Thank you for filing this BZ. Could you also try if running "virsh capabilities" fixes the issue (without restarting libvirtd)? If it does, the problem is in virCapabilitiesGetCpusForNodemask() that it does not take actual state of the host into account, but rather uses cached data. It's hard to say at this point whether libvirt should use inotify for the changes or not use the capabilities.
Also similar issue should happen if you just remove the cpu from cpuset.cpus from the machine.slice (but leave it online). The only difference will be that instead of 'Invalid argument' you'll get 'Permission denied'. It's worth noting because there will be two different fixes needed for this to work in libvirt, even though very similar error appears. Thanks for understanding.
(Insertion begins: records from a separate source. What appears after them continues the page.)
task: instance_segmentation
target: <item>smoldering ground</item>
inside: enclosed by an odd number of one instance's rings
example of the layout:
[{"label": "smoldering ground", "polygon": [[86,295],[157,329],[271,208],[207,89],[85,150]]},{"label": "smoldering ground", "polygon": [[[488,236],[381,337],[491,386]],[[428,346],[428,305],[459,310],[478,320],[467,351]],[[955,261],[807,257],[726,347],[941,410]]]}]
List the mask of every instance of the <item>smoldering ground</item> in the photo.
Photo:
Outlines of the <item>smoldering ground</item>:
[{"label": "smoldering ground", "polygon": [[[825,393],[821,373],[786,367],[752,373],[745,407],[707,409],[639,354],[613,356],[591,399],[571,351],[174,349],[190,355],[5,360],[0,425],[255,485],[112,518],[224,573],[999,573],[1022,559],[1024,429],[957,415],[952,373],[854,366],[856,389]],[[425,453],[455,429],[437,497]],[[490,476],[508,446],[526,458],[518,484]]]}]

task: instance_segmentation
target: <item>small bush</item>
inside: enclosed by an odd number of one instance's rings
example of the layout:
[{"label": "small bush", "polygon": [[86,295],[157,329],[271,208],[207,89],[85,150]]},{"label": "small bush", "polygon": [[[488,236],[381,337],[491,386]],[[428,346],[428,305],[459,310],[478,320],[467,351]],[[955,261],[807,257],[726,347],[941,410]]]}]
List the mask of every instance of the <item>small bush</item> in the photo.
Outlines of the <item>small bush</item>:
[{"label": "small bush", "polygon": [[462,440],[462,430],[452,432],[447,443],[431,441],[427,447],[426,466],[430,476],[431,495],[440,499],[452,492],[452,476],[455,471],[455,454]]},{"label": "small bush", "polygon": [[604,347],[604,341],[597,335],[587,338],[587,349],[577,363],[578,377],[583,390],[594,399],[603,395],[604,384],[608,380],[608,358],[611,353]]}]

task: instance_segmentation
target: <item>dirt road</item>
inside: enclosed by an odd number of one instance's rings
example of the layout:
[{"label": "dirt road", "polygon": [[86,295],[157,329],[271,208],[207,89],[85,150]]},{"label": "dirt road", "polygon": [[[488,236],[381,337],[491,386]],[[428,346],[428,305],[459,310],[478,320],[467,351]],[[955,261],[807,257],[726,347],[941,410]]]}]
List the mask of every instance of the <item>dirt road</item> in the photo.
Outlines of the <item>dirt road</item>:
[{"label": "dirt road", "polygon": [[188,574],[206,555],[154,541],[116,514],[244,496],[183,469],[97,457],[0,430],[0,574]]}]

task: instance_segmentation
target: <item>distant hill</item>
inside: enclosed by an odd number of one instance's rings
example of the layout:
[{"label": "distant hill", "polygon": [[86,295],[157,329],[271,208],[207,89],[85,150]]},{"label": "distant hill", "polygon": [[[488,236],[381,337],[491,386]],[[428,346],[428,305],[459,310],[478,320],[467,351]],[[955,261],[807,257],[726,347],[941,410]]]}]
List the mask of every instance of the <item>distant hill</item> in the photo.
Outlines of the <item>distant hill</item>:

(In reply to Martin Kletzander from comment #1) virsh capabilites did not work # echo 0 > /sys/devices/system/cpu/cpu8/online # virsh capabilities ... # echo $? 0 # virsh start virt-tests-vm1 error: Failed to start domain virt-tests-vm1 error: Invalid value '8-15' for 'cpuset.cpus': Invalid argument # echo 1 > /sys/devices/system/cpu/cpu8/online # systemctl restart libvirtd # head /sys/fs/cgroup/cpuset/{,machine.slice/}cpuset.{mems,cpus} ==> /sys/fs/cgroup/cpuset/cpuset.mems <== 0-1 ==> /sys/fs/cgroup/cpuset/cpuset.cpus <== 0-15 ==> /sys/fs/cgroup/cpuset/machine.slice/cpuset.mems <== 0-1 ==> /sys/fs/cgroup/cpuset/machine.slice/cpuset.cpus <== 0-7,9-15 ^ here cpuset.cpus not updated even after restart libvirtd as comment #2 said the error now will be following: # virsh start virt-tests-vm1 error: Failed to start domain virt-tests-vm1 error: Unable to write to '/sys/fs/cgroup/cpuset/machine.slice/machine-qemu\x2dvirt\x2dtests\x2dvm1.scope/emulator/cpuset.cpus': Permission denied
Looks like this will be closely related to a few fixes I'm planing to to so I'll assign this to myself.
This bug is going to be addressed in next major release.
This bug was closed deferred as a result of bug triage. Please reopen if you disagree and provide justification why this bug should get enough priority. Most important would be information about impact on customer or layered product. Please indicate requested target release.